Los cristianos estamos convencidos de la entrañable humanidad de Dios, tal como se manifiesta en el Evangelio, pero no la aplicamos a nuestra vida concreta. Cuando está por los suelos nuestra autoestima, cuando nos sentimos pecadores y miserables, o cuando las cosas nos van mal, el sentimiento hacia un Dios que nos comprende y está cerca de nuestro pobre corazón, no aumenta, sino que disminuye; es muy frecuente tener la idea errónea de que Él nos está condenando, en lugar de que nos mira con comprensión y misericordia.
Para superar este sentimiento, deberíamos pensar en lo que ocurre en la actitud humana, y extenderlo, con mucho mayor motivo, a la actitud divina. ¿No acoge el padre a su hijo, disculpándolo en su mal comportamiento? ¿no está cerca el amigo de su amigo, o el psicólogo de su paciente para comprender y aliviar sus miserias ? Si esto es manifestación de humanidad, ¿cómo no creer que Dios, nuestro Padre, se comporta de igual manera cuando pecamos?
A partir de la humanidad de Dios en Jesucristo comprendemos también la humanidad que debemos tener los cristianos hacia nuestro prójimo.
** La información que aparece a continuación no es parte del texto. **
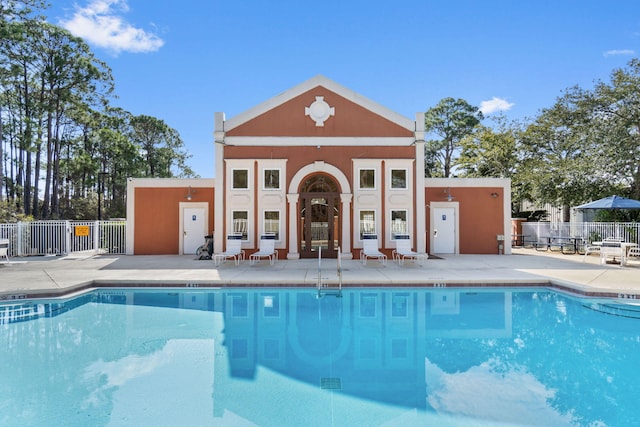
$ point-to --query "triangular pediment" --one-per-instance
(319, 107)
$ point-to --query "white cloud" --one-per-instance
(100, 24)
(627, 52)
(495, 104)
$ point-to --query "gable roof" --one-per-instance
(287, 111)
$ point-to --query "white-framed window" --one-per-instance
(399, 224)
(367, 179)
(271, 223)
(240, 179)
(398, 179)
(367, 221)
(240, 223)
(271, 179)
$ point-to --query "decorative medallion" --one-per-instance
(319, 111)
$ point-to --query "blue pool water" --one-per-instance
(282, 357)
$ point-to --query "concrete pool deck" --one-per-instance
(51, 276)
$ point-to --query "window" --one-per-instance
(367, 179)
(367, 222)
(272, 179)
(240, 179)
(399, 179)
(240, 223)
(368, 304)
(272, 223)
(398, 223)
(271, 305)
(399, 304)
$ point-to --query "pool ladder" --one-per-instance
(325, 288)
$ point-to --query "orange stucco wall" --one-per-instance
(350, 119)
(157, 220)
(481, 216)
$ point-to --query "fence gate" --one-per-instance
(65, 237)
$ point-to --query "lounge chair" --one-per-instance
(403, 250)
(611, 249)
(266, 249)
(370, 249)
(234, 250)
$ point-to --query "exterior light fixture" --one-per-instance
(190, 193)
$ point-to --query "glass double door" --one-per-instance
(320, 224)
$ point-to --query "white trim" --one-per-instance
(456, 231)
(375, 179)
(233, 178)
(185, 205)
(376, 223)
(263, 231)
(315, 167)
(293, 141)
(467, 182)
(406, 179)
(407, 221)
(263, 183)
(306, 86)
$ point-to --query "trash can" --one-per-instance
(500, 239)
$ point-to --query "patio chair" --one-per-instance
(611, 249)
(234, 250)
(4, 249)
(266, 249)
(403, 250)
(370, 249)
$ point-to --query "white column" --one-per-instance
(421, 217)
(292, 199)
(219, 187)
(346, 226)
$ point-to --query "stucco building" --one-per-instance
(319, 165)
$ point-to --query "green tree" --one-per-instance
(450, 121)
(161, 147)
(558, 155)
(614, 111)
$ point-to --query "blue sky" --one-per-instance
(183, 61)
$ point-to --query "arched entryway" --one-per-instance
(319, 216)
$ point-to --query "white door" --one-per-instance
(444, 230)
(193, 229)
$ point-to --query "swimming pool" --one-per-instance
(375, 356)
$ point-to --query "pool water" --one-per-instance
(284, 357)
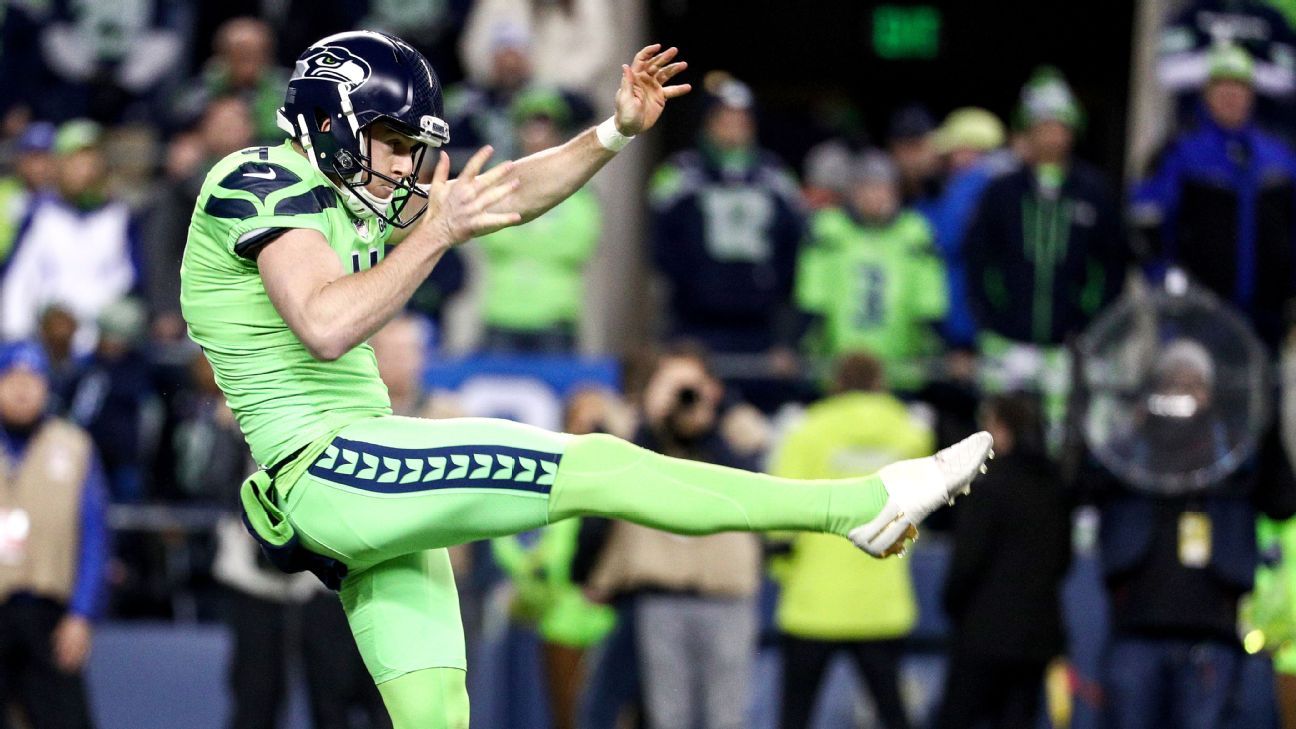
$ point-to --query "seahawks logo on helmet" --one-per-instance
(337, 64)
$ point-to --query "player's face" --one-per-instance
(390, 153)
(22, 397)
(81, 171)
(1050, 142)
(875, 200)
(1229, 103)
La caridad y el perdón que se nos pide en el Evangelio no es solo un precepto que debemos intentar cumplir, sino una comprensión de lo humano que debemos tener, porque todos estamos hermanados en las mismas miserias y pecados. El buen samaritano, que se conmueve ante el dolor del prójimo y lo socorre, es ejemplo de humanidad caritativa, a imitación de Jesús, que pasó haciendo el bien movido por la compasión hacia los que sufren: “Pedro le dijo: «No tengo plata ni oro; pero lo que tengo, te doy: en nombre de Jesucristo, ponte a andar.» Y tomándole de la mano derecha le levantó. Al instante cobraron fuerza sus pies y tobillos” (Hch 3,7).
Y cuando Jesús nos reprocha la dureza de nuestras críticas y juicios hacia nuestro prójimo, apela a nuestra falta de comprensión de lo humano en nuestras propias personas y situaciones: “¿Por qué te fijas en la mota que tiene tu hermano en el ojo, y no reparas en la viga que llevas en el tuyo?” ( Mt 7, 3 ). La comprensión de lo humano nos lleva a ser humanos, una actitud eminentemente evangélica.